As he entered the castle courtyard, he caught sight of a familiar elegant figure dressed in Courier white and felt a measure of hope as an idea came to him. Lady Pauline had always been good around, and with, people. As a diplomat, it seemed etched in her blood. Perhaps he found himself thinking, if things got worse, he could ask her advice.


A/N: Thanks so much for reading! Feedback is always appreciated if you have the time or inclination. This is going to be a fairly short work, likely no longer than 5-6 chapters at most. It probably won't be quite as plot heavy as my usual works, but I have been enjoying writing it. I'm fairly confident I will be able to post chapters pretty regularly with this one-life permitting and fingers crossed.
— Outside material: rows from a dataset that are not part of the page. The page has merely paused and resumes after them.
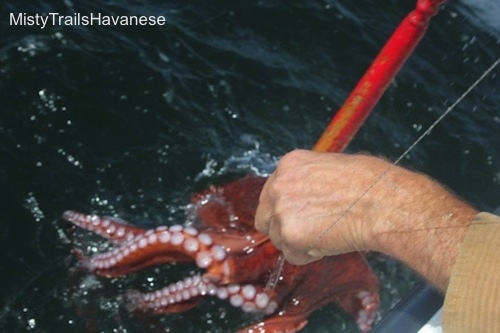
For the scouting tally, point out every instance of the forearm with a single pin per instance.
(321, 204)
(426, 226)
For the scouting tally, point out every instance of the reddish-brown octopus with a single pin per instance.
(237, 262)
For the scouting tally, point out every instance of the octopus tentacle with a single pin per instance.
(366, 316)
(236, 262)
(111, 228)
(185, 294)
(156, 246)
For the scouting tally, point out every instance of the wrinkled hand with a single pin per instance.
(316, 204)
(320, 204)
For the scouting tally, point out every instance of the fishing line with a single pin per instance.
(410, 148)
(273, 279)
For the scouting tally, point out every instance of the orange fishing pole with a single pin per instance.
(376, 79)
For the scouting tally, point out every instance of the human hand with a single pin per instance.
(320, 204)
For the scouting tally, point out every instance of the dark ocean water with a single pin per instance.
(133, 120)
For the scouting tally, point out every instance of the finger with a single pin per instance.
(275, 233)
(298, 257)
(263, 214)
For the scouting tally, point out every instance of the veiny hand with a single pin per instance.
(320, 204)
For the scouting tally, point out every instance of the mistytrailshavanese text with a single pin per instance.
(77, 19)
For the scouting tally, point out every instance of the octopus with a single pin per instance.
(235, 263)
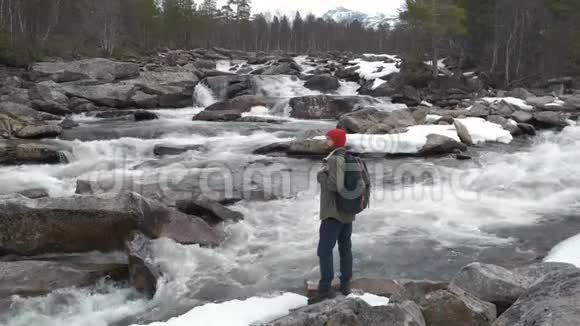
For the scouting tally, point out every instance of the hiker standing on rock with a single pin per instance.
(345, 192)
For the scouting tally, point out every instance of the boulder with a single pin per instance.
(284, 68)
(39, 131)
(307, 147)
(540, 102)
(438, 144)
(145, 116)
(550, 119)
(30, 153)
(88, 223)
(454, 307)
(322, 83)
(163, 150)
(491, 283)
(34, 193)
(551, 301)
(217, 116)
(111, 95)
(143, 275)
(36, 278)
(240, 104)
(373, 121)
(97, 69)
(353, 312)
(209, 210)
(144, 101)
(327, 107)
(463, 133)
(522, 116)
(25, 113)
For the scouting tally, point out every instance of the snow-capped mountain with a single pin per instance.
(344, 15)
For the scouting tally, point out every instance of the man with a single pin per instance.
(336, 226)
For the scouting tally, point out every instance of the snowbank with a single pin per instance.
(406, 143)
(370, 70)
(239, 313)
(521, 104)
(371, 299)
(482, 131)
(567, 251)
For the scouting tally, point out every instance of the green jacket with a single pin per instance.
(331, 179)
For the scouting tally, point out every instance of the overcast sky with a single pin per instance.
(319, 7)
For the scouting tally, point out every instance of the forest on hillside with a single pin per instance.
(513, 40)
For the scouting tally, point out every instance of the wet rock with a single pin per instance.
(520, 93)
(322, 83)
(438, 144)
(209, 210)
(522, 116)
(39, 131)
(25, 113)
(166, 150)
(36, 278)
(272, 148)
(111, 95)
(373, 121)
(550, 119)
(552, 301)
(240, 104)
(327, 107)
(217, 116)
(88, 223)
(97, 69)
(353, 312)
(145, 116)
(455, 307)
(307, 147)
(143, 275)
(11, 153)
(34, 193)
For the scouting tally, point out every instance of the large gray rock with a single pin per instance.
(25, 113)
(552, 301)
(112, 95)
(454, 307)
(209, 210)
(463, 133)
(372, 121)
(327, 107)
(322, 83)
(551, 119)
(97, 69)
(39, 131)
(35, 278)
(13, 153)
(87, 223)
(438, 144)
(353, 312)
(143, 275)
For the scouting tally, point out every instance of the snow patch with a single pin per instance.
(239, 313)
(568, 251)
(521, 104)
(482, 131)
(371, 299)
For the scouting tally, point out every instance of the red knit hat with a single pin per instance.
(338, 137)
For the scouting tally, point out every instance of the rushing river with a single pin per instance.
(428, 217)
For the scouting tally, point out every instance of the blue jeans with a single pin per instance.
(331, 232)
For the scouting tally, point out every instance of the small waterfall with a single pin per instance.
(203, 96)
(64, 157)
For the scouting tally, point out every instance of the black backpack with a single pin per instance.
(355, 197)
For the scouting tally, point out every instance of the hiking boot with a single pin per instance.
(345, 288)
(321, 297)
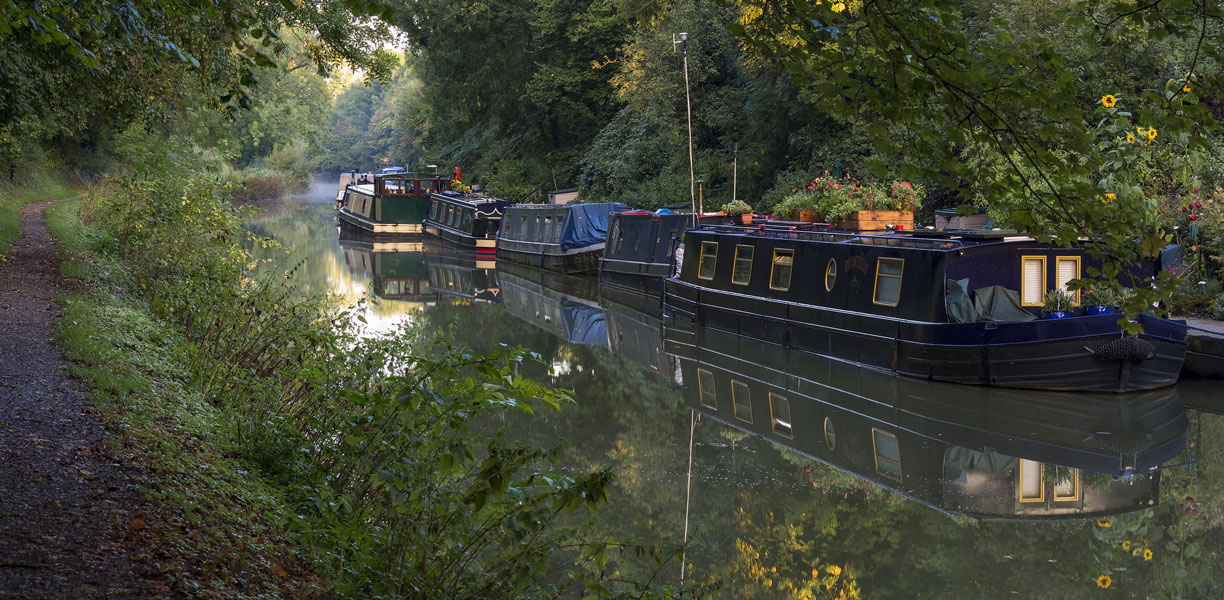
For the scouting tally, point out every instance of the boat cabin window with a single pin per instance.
(1067, 267)
(1032, 281)
(742, 273)
(709, 257)
(1066, 484)
(742, 401)
(1031, 481)
(888, 453)
(888, 281)
(780, 414)
(705, 388)
(780, 271)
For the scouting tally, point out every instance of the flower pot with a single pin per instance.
(878, 221)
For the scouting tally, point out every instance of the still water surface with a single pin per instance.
(788, 472)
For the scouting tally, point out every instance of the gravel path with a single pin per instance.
(71, 521)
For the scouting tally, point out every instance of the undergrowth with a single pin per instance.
(288, 445)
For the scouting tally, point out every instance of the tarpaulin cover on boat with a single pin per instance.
(586, 224)
(999, 304)
(584, 323)
(960, 307)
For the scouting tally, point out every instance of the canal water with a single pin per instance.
(786, 473)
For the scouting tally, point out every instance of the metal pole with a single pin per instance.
(735, 168)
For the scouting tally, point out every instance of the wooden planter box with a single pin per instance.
(878, 221)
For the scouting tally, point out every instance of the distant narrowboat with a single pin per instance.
(903, 304)
(566, 238)
(391, 202)
(992, 453)
(469, 221)
(639, 251)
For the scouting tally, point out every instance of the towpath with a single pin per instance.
(70, 517)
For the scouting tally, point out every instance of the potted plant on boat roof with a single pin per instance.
(1056, 304)
(1100, 300)
(738, 208)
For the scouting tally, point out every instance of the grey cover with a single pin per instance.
(960, 307)
(999, 304)
(586, 224)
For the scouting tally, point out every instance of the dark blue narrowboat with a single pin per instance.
(639, 250)
(993, 453)
(388, 202)
(959, 307)
(564, 238)
(469, 221)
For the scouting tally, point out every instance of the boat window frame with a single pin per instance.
(714, 260)
(875, 452)
(1025, 258)
(701, 391)
(735, 263)
(772, 270)
(875, 288)
(735, 401)
(788, 424)
(1063, 285)
(1020, 483)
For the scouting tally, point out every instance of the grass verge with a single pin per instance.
(218, 530)
(14, 200)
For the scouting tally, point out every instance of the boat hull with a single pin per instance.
(1071, 354)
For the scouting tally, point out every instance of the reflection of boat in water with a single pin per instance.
(563, 305)
(635, 328)
(462, 274)
(984, 452)
(397, 268)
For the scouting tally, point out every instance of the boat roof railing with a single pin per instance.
(820, 233)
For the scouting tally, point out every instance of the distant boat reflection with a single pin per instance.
(983, 452)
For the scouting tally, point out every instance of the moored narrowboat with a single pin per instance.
(469, 221)
(990, 453)
(639, 251)
(389, 202)
(567, 238)
(952, 307)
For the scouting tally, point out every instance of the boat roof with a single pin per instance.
(923, 239)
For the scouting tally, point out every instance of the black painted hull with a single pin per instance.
(1058, 355)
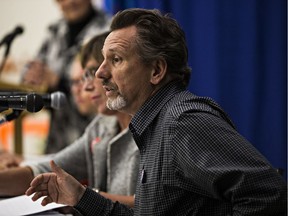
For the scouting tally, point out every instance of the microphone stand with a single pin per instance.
(6, 54)
(14, 115)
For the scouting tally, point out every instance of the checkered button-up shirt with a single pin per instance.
(194, 162)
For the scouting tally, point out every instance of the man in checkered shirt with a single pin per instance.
(193, 161)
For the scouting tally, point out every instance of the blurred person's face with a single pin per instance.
(74, 10)
(82, 99)
(94, 87)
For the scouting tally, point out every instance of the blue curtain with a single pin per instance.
(238, 55)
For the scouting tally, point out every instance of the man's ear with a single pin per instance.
(158, 72)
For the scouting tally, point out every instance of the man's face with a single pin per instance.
(124, 77)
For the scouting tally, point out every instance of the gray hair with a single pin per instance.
(158, 37)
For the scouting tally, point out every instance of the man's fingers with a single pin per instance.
(39, 194)
(56, 169)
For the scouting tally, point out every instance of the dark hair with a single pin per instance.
(93, 49)
(158, 37)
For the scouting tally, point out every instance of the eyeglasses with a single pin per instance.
(89, 74)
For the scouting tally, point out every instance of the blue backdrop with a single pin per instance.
(238, 55)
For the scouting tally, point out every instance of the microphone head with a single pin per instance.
(19, 30)
(34, 103)
(58, 100)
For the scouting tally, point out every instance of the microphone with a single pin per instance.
(30, 102)
(10, 37)
(55, 100)
(15, 114)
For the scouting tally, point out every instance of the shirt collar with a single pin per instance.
(148, 112)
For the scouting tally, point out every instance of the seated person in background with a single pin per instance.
(193, 160)
(105, 157)
(83, 103)
(52, 64)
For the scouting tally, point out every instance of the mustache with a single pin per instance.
(109, 85)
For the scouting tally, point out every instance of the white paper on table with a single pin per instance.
(23, 205)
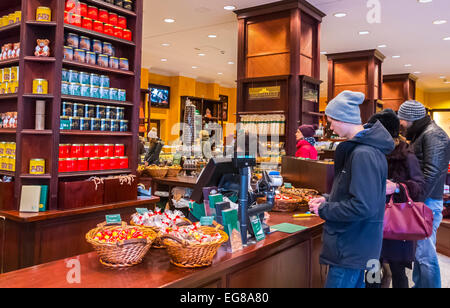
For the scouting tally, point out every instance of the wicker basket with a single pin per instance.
(188, 255)
(173, 172)
(121, 254)
(158, 243)
(158, 172)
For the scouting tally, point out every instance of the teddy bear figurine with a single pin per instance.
(42, 48)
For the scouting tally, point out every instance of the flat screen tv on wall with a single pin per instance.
(159, 96)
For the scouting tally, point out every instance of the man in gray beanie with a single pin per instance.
(432, 147)
(354, 210)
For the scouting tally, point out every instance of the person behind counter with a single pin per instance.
(306, 142)
(156, 145)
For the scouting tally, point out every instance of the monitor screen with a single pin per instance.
(159, 96)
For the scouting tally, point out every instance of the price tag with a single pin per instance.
(141, 211)
(206, 220)
(113, 219)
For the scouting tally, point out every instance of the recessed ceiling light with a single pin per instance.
(439, 22)
(340, 15)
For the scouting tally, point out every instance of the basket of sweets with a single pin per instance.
(193, 246)
(159, 222)
(120, 246)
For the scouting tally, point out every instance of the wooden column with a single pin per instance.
(278, 42)
(359, 71)
(397, 89)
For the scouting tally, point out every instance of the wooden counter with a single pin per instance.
(30, 239)
(281, 260)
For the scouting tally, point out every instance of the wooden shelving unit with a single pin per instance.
(31, 143)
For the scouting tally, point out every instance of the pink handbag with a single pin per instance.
(408, 221)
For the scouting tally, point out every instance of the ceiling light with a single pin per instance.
(340, 15)
(439, 22)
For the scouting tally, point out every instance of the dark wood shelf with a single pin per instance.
(41, 23)
(94, 34)
(112, 7)
(94, 133)
(97, 68)
(93, 173)
(12, 62)
(40, 59)
(95, 100)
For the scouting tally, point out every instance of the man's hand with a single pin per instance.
(315, 203)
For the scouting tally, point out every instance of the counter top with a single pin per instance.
(156, 270)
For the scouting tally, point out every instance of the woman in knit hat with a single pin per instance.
(305, 142)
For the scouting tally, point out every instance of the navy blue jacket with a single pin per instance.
(354, 211)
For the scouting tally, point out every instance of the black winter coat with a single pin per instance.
(354, 211)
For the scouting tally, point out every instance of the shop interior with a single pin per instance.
(131, 111)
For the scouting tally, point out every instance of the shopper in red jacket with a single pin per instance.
(305, 142)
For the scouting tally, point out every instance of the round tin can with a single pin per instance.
(74, 76)
(40, 86)
(115, 125)
(118, 32)
(79, 55)
(124, 64)
(114, 94)
(78, 110)
(108, 150)
(91, 58)
(95, 124)
(74, 89)
(73, 40)
(65, 88)
(89, 111)
(104, 93)
(83, 164)
(114, 63)
(100, 112)
(103, 60)
(85, 124)
(122, 22)
(127, 35)
(65, 75)
(97, 46)
(88, 150)
(105, 125)
(62, 165)
(37, 166)
(67, 109)
(68, 53)
(108, 29)
(122, 95)
(95, 80)
(43, 13)
(87, 23)
(85, 78)
(123, 125)
(104, 81)
(97, 26)
(92, 12)
(107, 48)
(95, 91)
(94, 163)
(85, 43)
(85, 90)
(77, 150)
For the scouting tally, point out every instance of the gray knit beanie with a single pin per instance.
(412, 111)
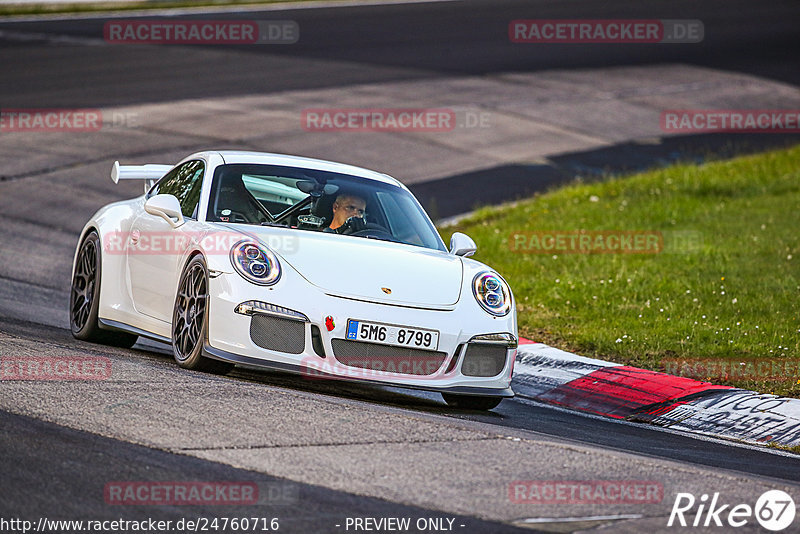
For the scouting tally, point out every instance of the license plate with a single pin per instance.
(392, 334)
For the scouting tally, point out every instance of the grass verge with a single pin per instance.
(716, 299)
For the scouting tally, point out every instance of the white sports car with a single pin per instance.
(295, 264)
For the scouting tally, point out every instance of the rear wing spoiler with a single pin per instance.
(150, 173)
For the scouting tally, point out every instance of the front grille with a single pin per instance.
(387, 358)
(484, 360)
(281, 335)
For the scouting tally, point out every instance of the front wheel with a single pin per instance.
(471, 402)
(189, 320)
(84, 298)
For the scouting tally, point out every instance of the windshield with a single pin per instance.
(308, 199)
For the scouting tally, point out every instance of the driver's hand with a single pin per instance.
(353, 225)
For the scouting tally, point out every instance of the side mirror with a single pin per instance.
(462, 245)
(166, 207)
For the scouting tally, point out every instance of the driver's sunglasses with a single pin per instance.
(354, 209)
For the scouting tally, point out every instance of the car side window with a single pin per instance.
(184, 182)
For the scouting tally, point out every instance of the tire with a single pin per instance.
(84, 298)
(471, 402)
(190, 321)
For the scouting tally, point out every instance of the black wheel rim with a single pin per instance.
(83, 284)
(190, 312)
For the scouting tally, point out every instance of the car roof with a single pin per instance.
(266, 158)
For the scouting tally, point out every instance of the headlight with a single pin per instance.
(492, 293)
(255, 263)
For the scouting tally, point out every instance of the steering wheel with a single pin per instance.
(374, 230)
(235, 216)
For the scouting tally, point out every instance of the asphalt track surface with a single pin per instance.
(45, 462)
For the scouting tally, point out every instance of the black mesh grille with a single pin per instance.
(484, 360)
(274, 333)
(387, 358)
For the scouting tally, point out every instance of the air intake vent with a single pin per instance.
(281, 335)
(484, 360)
(387, 358)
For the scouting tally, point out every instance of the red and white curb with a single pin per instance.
(565, 379)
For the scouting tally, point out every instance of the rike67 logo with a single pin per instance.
(774, 510)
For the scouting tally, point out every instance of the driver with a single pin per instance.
(348, 213)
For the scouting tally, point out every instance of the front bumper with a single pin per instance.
(313, 353)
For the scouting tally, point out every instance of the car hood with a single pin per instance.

*Side note* I know that using misunderstandings and miscommunications as a grounds for conflict in a story is often looked down upon for being uncreative, and perhaps that is true to a point. But I have always found it very true to life myself; some of the most serious fights and conflicts I ever got into with my loved ones were because of misunderstandings and miscommunications. That being said, I very much hope that in this story it doesn't come off as too cheap or unbelievable.